La repetición y escalada de las mentiras insensibilizan a la amígdala cerebral, lo que propiciaría a que mintiéramos más fácilmente, según concluye un estudio llevado a cabo por investigadores británicos del University College de Londres.

Quien miente una vez, probablemente volverá a hacerlo. Ésta es la demoledora conclusión de un estudio publicado recientemente en la revista «Nature Neuroscience». Básicamente, al decir mentiras insignificantes, el cerebro se insensibiliza ante el engaño, lo que implica que, con el tiempo, mentir deja de resultar incómodo de manera gradual.

«Se trate de evadir impuestos, de infidelidad, de dopaje deportivo, de falsear resultados científicos o de fraudes financieros, quienes cometen tales acciones a menudo recalcan que todo comenzó con pequeños actos deshonestos que se fueron repitiendo con mayor asiduidad de manera paulatina hasta que, de repente, se vieron incurriendo en transgresiones graves», comentó Tali Sharot, neurocientífica del University College de Londres (UCL) y autora sénior del estudio.

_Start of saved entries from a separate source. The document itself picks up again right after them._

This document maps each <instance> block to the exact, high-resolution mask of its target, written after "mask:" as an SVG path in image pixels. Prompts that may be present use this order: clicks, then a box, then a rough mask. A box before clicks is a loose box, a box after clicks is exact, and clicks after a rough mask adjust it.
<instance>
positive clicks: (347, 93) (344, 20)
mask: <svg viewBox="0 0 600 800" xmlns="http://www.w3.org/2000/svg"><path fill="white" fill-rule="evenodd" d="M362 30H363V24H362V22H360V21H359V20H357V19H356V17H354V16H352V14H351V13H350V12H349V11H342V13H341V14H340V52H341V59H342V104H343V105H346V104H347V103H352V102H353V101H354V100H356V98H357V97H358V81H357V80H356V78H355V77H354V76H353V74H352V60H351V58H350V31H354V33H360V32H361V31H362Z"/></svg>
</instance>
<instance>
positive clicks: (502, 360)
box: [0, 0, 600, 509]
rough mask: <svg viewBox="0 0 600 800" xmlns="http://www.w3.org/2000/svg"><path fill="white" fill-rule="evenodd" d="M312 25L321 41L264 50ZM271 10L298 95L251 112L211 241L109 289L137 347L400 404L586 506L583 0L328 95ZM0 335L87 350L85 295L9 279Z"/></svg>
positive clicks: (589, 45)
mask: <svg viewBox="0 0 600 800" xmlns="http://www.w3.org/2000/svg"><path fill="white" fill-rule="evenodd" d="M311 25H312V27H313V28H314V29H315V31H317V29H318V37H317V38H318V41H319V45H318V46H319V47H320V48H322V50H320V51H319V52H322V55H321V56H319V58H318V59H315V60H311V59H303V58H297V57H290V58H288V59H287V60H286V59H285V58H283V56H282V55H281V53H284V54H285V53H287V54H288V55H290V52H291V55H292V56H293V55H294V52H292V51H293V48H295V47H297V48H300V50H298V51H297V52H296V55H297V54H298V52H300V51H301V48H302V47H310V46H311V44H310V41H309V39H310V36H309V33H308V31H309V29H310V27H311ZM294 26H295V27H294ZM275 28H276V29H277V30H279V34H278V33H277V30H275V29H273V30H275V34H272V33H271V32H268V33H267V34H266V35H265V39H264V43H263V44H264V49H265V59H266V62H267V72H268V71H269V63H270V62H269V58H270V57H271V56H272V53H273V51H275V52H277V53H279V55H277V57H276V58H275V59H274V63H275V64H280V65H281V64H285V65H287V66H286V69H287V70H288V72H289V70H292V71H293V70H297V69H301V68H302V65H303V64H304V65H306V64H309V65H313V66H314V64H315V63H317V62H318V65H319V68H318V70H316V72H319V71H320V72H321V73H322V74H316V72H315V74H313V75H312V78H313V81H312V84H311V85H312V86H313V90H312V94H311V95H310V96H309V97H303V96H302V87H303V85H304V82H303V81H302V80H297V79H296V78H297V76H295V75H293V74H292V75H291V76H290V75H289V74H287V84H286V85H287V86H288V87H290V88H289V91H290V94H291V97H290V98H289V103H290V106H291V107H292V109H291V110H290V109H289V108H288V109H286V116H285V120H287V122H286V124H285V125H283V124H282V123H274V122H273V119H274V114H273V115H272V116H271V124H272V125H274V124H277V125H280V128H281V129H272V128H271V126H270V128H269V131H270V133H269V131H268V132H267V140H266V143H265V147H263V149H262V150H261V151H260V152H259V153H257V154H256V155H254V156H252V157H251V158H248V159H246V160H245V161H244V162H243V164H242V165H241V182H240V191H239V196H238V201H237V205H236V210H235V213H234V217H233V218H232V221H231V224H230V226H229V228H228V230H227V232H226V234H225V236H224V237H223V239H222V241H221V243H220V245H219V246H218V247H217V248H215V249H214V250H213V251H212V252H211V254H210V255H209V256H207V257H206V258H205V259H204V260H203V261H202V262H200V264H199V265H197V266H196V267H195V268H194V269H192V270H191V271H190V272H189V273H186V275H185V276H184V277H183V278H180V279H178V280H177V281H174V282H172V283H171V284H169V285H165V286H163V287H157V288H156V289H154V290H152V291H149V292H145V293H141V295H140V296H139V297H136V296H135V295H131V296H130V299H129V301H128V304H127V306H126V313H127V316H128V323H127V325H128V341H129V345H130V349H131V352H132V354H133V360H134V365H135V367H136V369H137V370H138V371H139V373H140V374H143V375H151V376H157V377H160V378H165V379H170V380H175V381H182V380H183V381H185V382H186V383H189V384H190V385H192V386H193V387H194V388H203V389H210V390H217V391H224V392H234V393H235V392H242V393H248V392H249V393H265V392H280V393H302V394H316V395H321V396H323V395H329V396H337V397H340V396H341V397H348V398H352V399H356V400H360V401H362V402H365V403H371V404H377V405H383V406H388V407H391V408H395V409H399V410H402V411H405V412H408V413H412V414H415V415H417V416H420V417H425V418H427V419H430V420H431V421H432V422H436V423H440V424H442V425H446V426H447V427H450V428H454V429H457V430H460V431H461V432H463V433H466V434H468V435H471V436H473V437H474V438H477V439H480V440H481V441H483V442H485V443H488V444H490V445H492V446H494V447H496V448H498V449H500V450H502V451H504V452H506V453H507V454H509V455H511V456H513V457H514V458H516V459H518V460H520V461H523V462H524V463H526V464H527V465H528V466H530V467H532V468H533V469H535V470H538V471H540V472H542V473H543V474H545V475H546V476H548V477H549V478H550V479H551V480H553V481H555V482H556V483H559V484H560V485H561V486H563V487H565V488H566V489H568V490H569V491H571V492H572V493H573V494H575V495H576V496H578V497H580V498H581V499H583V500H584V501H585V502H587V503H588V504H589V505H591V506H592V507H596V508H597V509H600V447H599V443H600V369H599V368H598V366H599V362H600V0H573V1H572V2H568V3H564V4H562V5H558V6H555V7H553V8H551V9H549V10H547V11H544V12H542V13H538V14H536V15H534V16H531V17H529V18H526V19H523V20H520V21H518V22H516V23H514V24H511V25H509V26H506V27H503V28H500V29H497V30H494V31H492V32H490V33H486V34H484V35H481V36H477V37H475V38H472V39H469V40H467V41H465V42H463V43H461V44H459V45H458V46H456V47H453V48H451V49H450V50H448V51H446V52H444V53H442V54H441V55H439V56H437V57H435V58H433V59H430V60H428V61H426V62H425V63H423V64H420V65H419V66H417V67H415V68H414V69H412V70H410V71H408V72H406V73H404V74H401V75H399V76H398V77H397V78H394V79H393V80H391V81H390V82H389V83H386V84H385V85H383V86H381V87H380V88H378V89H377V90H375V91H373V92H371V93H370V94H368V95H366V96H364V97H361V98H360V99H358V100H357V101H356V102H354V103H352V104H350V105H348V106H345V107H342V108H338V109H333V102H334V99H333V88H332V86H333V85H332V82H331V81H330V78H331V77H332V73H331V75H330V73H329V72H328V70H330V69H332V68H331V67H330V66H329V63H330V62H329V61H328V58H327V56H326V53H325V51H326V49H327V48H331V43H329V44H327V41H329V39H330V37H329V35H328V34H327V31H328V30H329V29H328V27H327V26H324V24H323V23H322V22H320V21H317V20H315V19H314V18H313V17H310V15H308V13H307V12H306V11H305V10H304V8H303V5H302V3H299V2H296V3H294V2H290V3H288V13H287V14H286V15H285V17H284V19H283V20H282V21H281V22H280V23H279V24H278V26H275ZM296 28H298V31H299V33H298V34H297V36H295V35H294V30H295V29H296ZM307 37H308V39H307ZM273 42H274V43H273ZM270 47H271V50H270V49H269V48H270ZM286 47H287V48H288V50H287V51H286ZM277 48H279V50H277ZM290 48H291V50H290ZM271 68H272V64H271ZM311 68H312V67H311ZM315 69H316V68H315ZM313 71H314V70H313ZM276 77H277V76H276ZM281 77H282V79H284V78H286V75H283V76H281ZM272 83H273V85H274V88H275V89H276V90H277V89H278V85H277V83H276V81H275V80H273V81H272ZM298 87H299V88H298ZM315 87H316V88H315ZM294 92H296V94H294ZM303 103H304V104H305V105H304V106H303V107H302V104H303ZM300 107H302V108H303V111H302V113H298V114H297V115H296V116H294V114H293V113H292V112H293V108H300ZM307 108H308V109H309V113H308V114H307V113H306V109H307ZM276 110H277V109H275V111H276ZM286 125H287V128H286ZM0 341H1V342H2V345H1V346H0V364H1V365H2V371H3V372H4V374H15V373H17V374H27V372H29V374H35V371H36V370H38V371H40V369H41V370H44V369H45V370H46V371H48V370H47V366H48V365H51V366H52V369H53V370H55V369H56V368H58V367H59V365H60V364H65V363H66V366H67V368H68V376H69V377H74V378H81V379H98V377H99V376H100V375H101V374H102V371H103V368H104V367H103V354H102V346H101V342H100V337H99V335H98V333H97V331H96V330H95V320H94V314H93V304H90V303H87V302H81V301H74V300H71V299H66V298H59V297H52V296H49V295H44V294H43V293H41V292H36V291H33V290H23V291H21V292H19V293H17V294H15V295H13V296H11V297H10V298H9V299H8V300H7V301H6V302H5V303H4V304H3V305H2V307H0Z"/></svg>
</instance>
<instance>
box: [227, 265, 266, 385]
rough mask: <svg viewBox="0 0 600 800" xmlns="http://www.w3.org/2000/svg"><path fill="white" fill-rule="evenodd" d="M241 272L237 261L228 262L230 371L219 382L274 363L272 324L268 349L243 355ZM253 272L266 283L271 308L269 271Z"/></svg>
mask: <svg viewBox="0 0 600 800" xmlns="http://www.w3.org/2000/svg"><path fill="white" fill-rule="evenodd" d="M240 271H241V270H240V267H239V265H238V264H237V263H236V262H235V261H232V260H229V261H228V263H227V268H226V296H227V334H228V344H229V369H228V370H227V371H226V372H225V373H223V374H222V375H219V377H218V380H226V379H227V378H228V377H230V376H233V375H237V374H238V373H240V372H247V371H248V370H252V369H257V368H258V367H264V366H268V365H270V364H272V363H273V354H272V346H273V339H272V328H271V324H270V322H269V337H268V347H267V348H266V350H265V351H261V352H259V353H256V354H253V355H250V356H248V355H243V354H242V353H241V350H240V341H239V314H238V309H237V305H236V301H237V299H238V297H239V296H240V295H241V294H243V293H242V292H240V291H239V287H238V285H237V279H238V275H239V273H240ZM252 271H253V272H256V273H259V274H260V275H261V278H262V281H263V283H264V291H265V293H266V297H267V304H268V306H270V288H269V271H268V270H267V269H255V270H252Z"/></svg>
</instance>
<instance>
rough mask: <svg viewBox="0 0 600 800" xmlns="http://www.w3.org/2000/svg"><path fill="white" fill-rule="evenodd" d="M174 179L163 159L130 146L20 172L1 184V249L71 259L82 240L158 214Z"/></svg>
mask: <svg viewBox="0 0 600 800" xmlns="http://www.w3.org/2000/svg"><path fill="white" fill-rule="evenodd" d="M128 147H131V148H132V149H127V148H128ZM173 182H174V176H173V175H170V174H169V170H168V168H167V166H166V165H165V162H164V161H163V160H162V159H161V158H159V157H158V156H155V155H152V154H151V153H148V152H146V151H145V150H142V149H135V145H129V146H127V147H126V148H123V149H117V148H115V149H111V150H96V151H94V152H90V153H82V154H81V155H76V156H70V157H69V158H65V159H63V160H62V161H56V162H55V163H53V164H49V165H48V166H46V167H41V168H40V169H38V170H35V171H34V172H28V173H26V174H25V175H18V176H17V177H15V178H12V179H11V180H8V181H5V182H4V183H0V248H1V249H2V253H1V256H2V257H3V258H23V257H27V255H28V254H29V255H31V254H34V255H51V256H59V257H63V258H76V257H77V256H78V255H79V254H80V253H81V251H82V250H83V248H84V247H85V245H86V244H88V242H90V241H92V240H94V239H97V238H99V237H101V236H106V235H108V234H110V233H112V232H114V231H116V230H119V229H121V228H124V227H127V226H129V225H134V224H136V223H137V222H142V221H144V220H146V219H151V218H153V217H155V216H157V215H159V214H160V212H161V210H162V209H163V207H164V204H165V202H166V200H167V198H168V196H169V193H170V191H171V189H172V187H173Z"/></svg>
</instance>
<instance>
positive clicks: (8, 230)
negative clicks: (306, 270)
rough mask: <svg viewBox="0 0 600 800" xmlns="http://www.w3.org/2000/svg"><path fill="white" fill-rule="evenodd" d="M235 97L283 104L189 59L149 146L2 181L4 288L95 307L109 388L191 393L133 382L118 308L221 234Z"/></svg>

Cuando cometemos un engaño, se activa la parte del cerebro que regula las emociones —la amígdala—, provocando por lo general una sensación de vergüenza o culpabilidad. También se activa cuando se contemplan imágenes que producen felicidad —el vídeo viral de turno de YouTube en el que se muestra a un gato encantador, por ejemplo— o tristeza. Está demostrado que, cuando se ven estas imágenes tristes o alegres repetidamente, la reacción de la amígdala es cada vez menor. El equipo de la UCL se propuso descubrir si con las mentiras ocurría lo propio.

El estudio contó con ochenta voluntarios que participaron en un juego, consistente en calcular el valor de unos peniques dentro de un bote y transmitir su estimación a un compañero con el que no tenían contacto visual. En algunos casos se dijo a los voluntarios que, si hacían una estimación al alza, se beneficiarían a expensas de su compañero sin conocimiento de éste, lo que les daba un incentivo para mentir. En otras ocasiones, se les dijo que tanto él como su compañero saldrían beneficiados. En realidad, el susodicho compañero colaboraba con el equipo de investigación.

Al principio, los voluntarios tendieron a modificar su cálculo en una libra aproximadamente aunque, por lo general, para cuando la sesión tocaba a su fin, las sobreestimaciones se habían elevado hasta aproximadamente ocho libras. Mientras se desarrollaba el juego, veinticinco de los voluntarios fueron vigilados con un escáner de RM (resonancia magnética). El equipo observó que la respuesta de la amígdala disminuyó progresivamente a medida que los participantes seguían mintiendo.

Otro hecho sumamente interesante para el equipo consistió en que los participantes continuaban engañando en su propio beneficio incluso cuando hacerlo no suponía una mayor ganancia económica. Se deduce que, probablemente, las personas siguieron mintiendo no por un razonamiento consciente, sino porque el cerebro se insensibilizó físicamente al mero hecho de mentir. Sin embargo, conviene destacar que no fue posible predecir el comportamiento de todos los participantes, si bien la tónica general fue la expuesta.

Asimismo, el estudio presenta algunas limitaciones dado que se centró en un juego en particular, de forma que no se puede determinar con certeza el modo en que las personas reaccionarían en otras situaciones que implicaran actos deshonestos. Además, el experimento se realizó en un entorno de laboratorio controlado, lo que conlleva un inconveniente: resulta difícil establecer si esta tendencia biológica se repetiría en situaciones reales. A esto hay que sumar que los resultados de las RM no fueron tan precisos como se esperaba —que en una parte del cerebro se registre menos actividad no implica que la persona no sienta culpabilidad al engañar—, pero los investigadores no podían preguntar al respecto para no desbaratar el propósito del experimento.

No obstante, el equipo de investigación no alberga dudas sobre que los resultados revelan la existencia de un efecto «bola de nieve», esto es, el primer engaño suscita sentimientos de culpa pero, al no haber consecuencias negativas, esa sensación va desapareciendo en sucesivos engaños. El equipo también se ha planteado la posibilidad de que la actividad de la amígdala represente el conflicto moral resultante de contraponer el deseo de parecer honestos, por un lado, a la tentación de mentir para obtener el máximo beneficio personal, por otro. Esto encajaría con su apreciación de que los participantes mentían en mayor medida cuando era en interés tanto propio como de su compañero, tal vez porque resultaría más sencillo justificar un engaño cuando sirve a un bien común.